There are several challenges for companies when purchasing Store Location Data, such as:
- ensuring you receive real time, up-to-date data and not data that is outdated
- ensuring the data you receive is unique to your company and completely fulfils your needs; and not stale data that is being sold to multi companies, including your competitors
- ensuring data is good quality
Take your time when first using Store Location Data. Where to site a new store is not a decision to be treated lightly. Test and retest your system, using varied questions to get the optimal results. Although setting up a Store Location Data analytics systems may take a bit of time at first, it will be worth it when your new store starts generating loads of revenue.
What to ask Store Location Data providers?
There are a number of questions companies should keep in mind when talking to data providers.
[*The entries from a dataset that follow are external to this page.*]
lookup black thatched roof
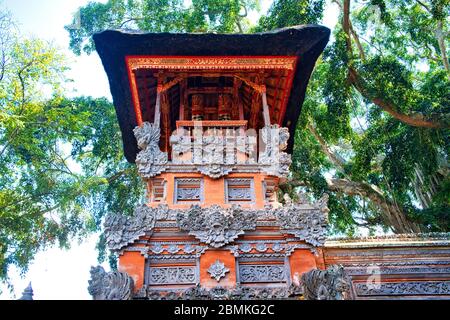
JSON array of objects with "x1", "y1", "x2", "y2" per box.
[{"x1": 94, "y1": 25, "x2": 330, "y2": 162}]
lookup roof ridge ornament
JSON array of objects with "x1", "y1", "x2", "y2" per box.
[{"x1": 133, "y1": 122, "x2": 168, "y2": 178}]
Businesses may want to ask:
- Is the Store Location Data realtime data and is it updated regularly?
- How is the Store Location Data collected?
- Will the Store Location Data be customized to the exact business requirements of your company?
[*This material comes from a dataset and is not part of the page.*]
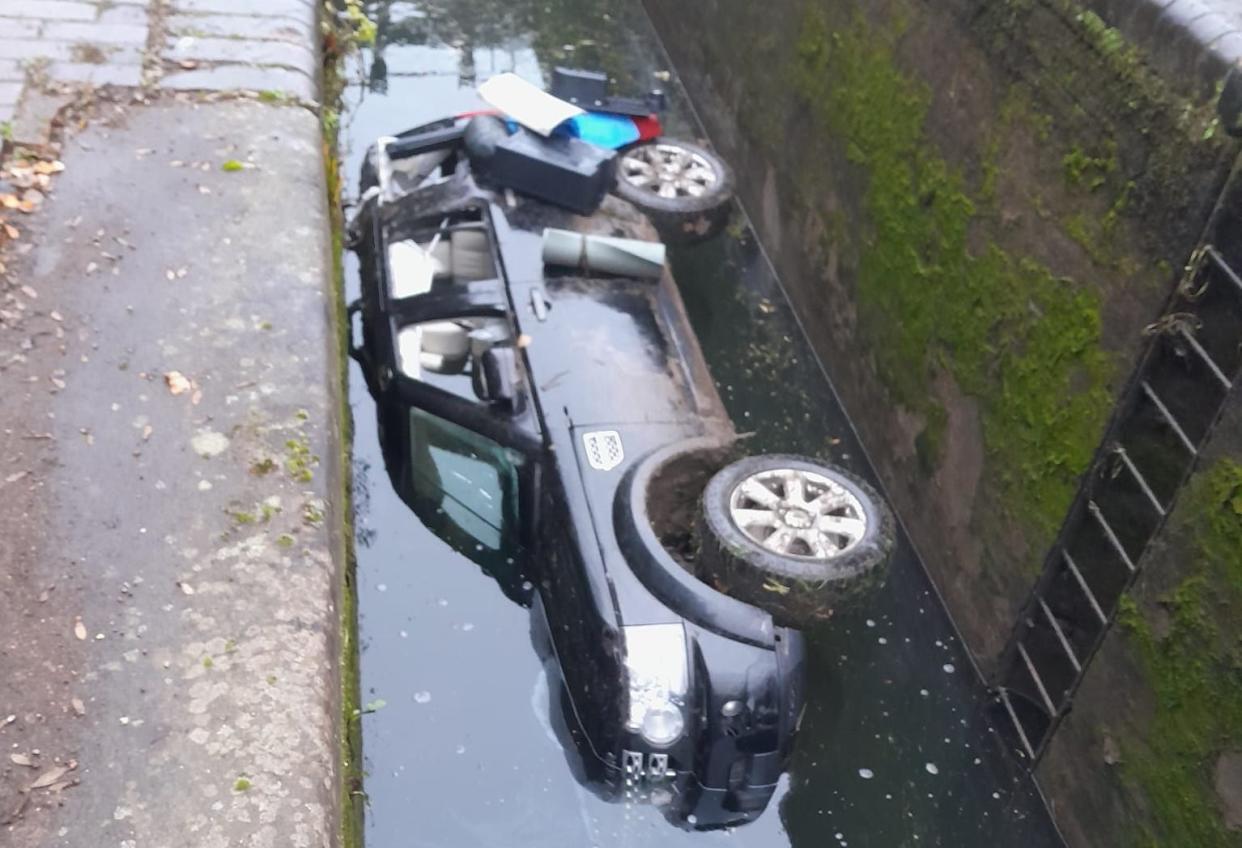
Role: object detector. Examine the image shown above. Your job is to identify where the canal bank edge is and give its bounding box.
[0,0,356,847]
[646,0,1242,848]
- Will your Store Location Data analysis results be stored in an individual database?
- How quickly can the Store Location Data analysis be supplied?
- Will the Store Location Data analysis report include causes of concern and opportunity assessments?
Where can I buy Store Location Data?
Data providers and vendors listed on Datarade sell Store Location Data products and samples. Popular Store Location Data products and datasets available on our platform are Location Data | Global Store Location Data on 11M+ POI | SafeGraph Places by SafeGraph, Global Point-of-Interest Data | POI, Geospatial, Sentiment (Reviews), Footfall, Business Listings & Store Location | 200 Million+ POIs Mapped by The Data Appeal Company, and Factori Visits Data | Point-of-Interest (POI) data for APAC & MENA by Factori.
How can I get Store Location Data?
You can get Store Location Data via a range of delivery methods - the right one for you depends on your use case. For example, historical Store Location Data is usually available to download in bulk and delivered using an S3 bucket. On the other hand, if your use case is time-critical, you can buy real-time Store Location Data APIs, feeds and streams to download the most up-to-date intelligence.
What are similar data types to Store Location Data?
Store Location Data is similar to Business Listings Data, Electric Vehicle Charging Stations Data, POI Visitation Data, Business Location Data, and POI Sentiment Data. These data categories are commonly used for Store Visit Tracking and Retail Intelligence.